Memoar dari Kota Muntok

Tenang terselip di pesisir barat Pulau Bangka. Terbenam diurug deru roda dinamika republik yang berputar kencang. Siapa pernah sangka bahwa Muntok sempat menjadi episentrum perpolitikan dan ekonomi nusantara, atau setidak bukannya Sumatera.

Kota ini Kota Timah. Muntok pernah lahir dan besar oleh timah.

Meskipun pungkasnya deposit membuat Muntok ikut meredup ditinggalkan dan berangsur-angsur kembali menjadi perkampungan nelayan yang teduh, remah-remah kedigdayaan masa lalu kota ini sedikit berbekas. Gedung-gedung kolonial yang megah menghiasi sudut-sudut senyapnya. Seakan-akan menjadi genta pengingat, bahwa dulu Muntok pernah berjaya.

Seberapa banyak yang masih mengingat kota ini? Saya yakin di seluar Pulau Bangka, nama Muntok terdengar alien, yang barangkali kerap tertukar nama dengan Buntok di Kalimantan Tengah. Mengingat rekam sejarahnya yang berbuku-buku rasanya demikian sayang menyaksikan kota historis ini kembali ke dalam senyapnya yang sudah-sudah.

Muntok adalah kota yang menjadi leburan berbagai etnis dan agama, utamanya Melayu dan Tionghoa. Keberadaan Masjid Jami dan Klentheng Kong Fuk Miau yang bersebelahan selama nyaris tiga abad seakan menjadi bukti tegas akan historia tanah ini. Sejarah Muntok diawali oleh sepak terjang Ratu Mahmud Badaruddin, putra Sultan Palembang, yang melarikan diri lantaran sengketa takhta.

Di sinilah sang pangeran menikahi dengan seorang putri Tionghoa bernama Zamnah. Semenjak saat itu Muntok berkembang pesat sebagai kota pelabuhan yang ramai. Ditemukannya deposit minyak di Pulau Bangka pada medio 1800-an membuat Muntok semakin metropolitan di zamannya, bahkan mengkomandoi seluruh Bangka sebelum akhirnya pusat pemerintahan dipindahkan ke Pangkalpinang pada tahun 1913.

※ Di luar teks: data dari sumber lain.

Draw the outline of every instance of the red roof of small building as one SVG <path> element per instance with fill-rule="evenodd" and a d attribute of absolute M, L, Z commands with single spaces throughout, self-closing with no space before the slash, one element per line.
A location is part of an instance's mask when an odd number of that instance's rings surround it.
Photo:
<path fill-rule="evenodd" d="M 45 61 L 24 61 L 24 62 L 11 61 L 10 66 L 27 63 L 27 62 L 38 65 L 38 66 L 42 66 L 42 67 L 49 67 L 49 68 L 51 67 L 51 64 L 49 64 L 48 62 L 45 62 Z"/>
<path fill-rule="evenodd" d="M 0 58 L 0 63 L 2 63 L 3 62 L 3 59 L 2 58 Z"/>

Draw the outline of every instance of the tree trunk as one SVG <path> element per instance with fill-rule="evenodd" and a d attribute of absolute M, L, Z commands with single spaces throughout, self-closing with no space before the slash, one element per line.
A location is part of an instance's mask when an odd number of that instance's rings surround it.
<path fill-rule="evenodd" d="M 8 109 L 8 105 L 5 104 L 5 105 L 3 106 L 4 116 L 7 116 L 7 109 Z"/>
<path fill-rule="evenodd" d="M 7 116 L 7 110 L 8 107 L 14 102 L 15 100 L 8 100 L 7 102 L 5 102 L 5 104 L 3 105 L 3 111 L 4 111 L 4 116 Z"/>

Sekarang apa dentuman tersisa dari Muntok? Tidak banyak selain bangunan-bangunan tua yang terawat apik dengan dinding putih berlabur yang melindungi penghuninya dari panas kota yang jahanam. Selain itu jejak-jejak peninggalan Soekarno di tanah ini menjadi semacam kebanggaan tersendiri bagi masyarakatnya.

Siang itu saya memarkirkan sepeda motor di bawah sebuah pohon akasia. Mata saya menatap jauh ke arah Museum Timah yang berdiri senyap tanpa terlihat seorang pengunjung pun di dalamnya. Barangkali suatu saat nanti Muntok bisa kembali bangkit dan berdentum. Namun dalam waktu dekat, tanda-tanda itu terasa begitu samar.